I guess the thing to start with is, even though we longed to see two red lines on a test, we hadn’t thought twice about how we would tell our loved ones. The main reason for that is because we didn’t want to get ahead of ourselves and build up the moment in our minds, only for us to never reach that moment.
Just as we had made peace with the fact that we weren’t going to have children, so did our family and friends. When we first came off contraception and nothing happened naturally, we spoke openly to the main people in our life. Mainly so that we had people to lean on. But also, so we could manage their expectations.
Even though our family don’t expect us to have children and they have certainly never put pressure on us, there is no denying that our parents were born to be grandparents. We could both imagine our parents as granny and grandad, and it was heart-breaking that we may never be able to do that for them. To be honest, when we first saw the positive pregnancy test, one of the first things that we both talked about was telling people.
But it was important to us that we didn’t only enter the safe zone at the 12-week stage, I wanted to get well into the middle of my pregnancy. The reason for that was simply because I was scared that the rug was going to be pulled from under me and something would happen. If that was to be the case, I didn’t want to build our families hopes up after not believing that it would ever happen.
So, once we reached the 20 week mark we decided that it was time to let our friends and family know. But we just didn’t know how to go about it. The only thing that we did know was that it was getting incredibly more difficult to hide my ever-growing bump. In the end, that was what we decided to go with…
One by one, we visited our close family. But instead of draping myself in chunky knitwear and countless layers like I had been doing, I put on a midi dress that was form fitting and showed the roundness of my bump. We wanted to see their reaction when it dawned on them what was happening, and those memories will honestly stay with me for as long as I live. We did contemplate recording their reactions, but we thought it would give things away quicker if we were to walk in with an iPhone in their face.
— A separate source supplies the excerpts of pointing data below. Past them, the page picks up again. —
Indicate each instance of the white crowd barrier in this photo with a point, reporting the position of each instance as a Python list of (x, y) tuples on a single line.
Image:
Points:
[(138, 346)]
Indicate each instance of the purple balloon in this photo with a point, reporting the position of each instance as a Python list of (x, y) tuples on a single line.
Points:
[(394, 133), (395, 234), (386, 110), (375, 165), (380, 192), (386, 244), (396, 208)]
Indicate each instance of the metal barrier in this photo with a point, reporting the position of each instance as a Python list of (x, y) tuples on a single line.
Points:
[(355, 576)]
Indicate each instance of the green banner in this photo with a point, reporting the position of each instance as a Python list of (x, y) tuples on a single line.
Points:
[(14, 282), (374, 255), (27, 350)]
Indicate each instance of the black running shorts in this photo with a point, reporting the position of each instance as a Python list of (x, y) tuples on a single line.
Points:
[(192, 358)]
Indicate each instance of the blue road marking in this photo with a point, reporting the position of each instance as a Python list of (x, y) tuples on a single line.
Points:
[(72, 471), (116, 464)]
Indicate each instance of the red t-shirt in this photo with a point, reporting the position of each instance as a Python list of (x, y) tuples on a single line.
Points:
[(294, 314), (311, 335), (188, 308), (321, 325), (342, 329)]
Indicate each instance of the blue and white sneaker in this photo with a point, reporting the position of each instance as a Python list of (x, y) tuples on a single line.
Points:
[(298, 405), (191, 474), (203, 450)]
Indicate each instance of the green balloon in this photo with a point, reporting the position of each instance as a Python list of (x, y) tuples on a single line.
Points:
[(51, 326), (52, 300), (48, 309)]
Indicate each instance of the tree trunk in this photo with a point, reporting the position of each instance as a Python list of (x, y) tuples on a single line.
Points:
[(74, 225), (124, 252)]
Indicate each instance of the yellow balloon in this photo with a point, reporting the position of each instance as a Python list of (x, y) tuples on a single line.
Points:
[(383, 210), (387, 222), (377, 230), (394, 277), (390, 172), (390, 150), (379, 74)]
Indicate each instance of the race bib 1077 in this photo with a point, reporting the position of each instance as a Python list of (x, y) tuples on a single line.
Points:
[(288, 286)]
Once our immediate family knew, we decided to share the news with other family members and friends with a text. A picture to be precise. I shared with them the picture from my announcement post of me trying to fit into my jeans with my bump. I did nothing more than quickly work down my recently contacted people on WhatsApp and I sent it to them all. My husband did the same with his friends. We then set our phones down and had a cup of tea while we watched our phones blow up from everybody getting back to us!
After everybody we knew had heard or acknowledged the news, we put the news out on our social media channels.
It was probably the happiest day of my life getting to tell people the amazing news that we are expecting. The outpouring of love is like nothing I have ever experienced before. It just makes me more excited for the next stages in my pregnancy and then getting to meet our little angel in a few months.